Pek öyle değil galiba…
İlk Lefkoşa’ya verilecek deniyor ama Lefkoşa’da hâlâ su borusu döşeniyor, yollar hâlâ kazılmaya, delinmeye devam ediyor.
***
Mağusa susuzluktan kan ağlıyor.
Bir aydır Mağusa’ya su verilemiyor.
Mağusa Belediye Başkanı İsmail Arter “yeter ki su gelsin, fiyatı şu an için önemli değil” diyebilecek durumda… Arter, Türkiye’den gelen su konusunun hem teknik hem de idari anlamda netleşmediğini, Ağustos’a kadar ancak bir netlik kazanabileceğini söylüyor ve bu durumdan endişe duyuyor, su depolarının boş olduğunu, Arıtma’dan aldıkları suyu dönüşümlü olarak vermeye çalıştıklarını belirtiyor.
***
Peki ama Güzelyurt’ta su kalmadı, kalan su da tuzlandı. Memlekete yağmur da yağmıyor (bugün yağacakmış). Ne olacak peki bu memleketin hali!

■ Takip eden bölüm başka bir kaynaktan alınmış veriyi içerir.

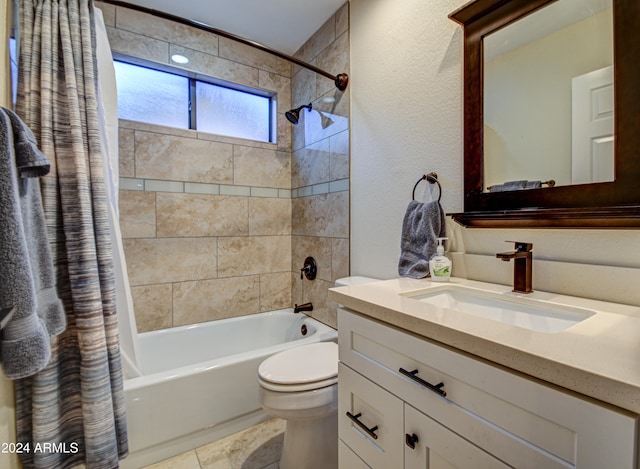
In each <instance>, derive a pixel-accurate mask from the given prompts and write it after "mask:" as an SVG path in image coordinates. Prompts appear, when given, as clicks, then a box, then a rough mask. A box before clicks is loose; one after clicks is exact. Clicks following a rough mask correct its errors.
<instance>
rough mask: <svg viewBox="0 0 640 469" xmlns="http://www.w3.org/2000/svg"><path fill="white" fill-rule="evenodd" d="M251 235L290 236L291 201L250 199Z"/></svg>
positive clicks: (252, 198) (280, 199)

Ne olmasını bekliyoruz ki!
Önceden hesap kitap yapılmazsa, ilerisi için su konusunda projeler üretilmezse, zaten kıt olan kaynaklar har vurup harman savrulursa işte böyle başka yerden gelecek suyu, “geldiydi, gelecekti” diye dört gözle bekleriz ve bu kadar beklemenin sonunda da gelecek olan suyun fiyatı bile önemsiz kalır artık.
Gelsin de kaç para olursa olsun durumuna geliriz.
Kim bilir, belki de geciktirmenin sebebi de budur!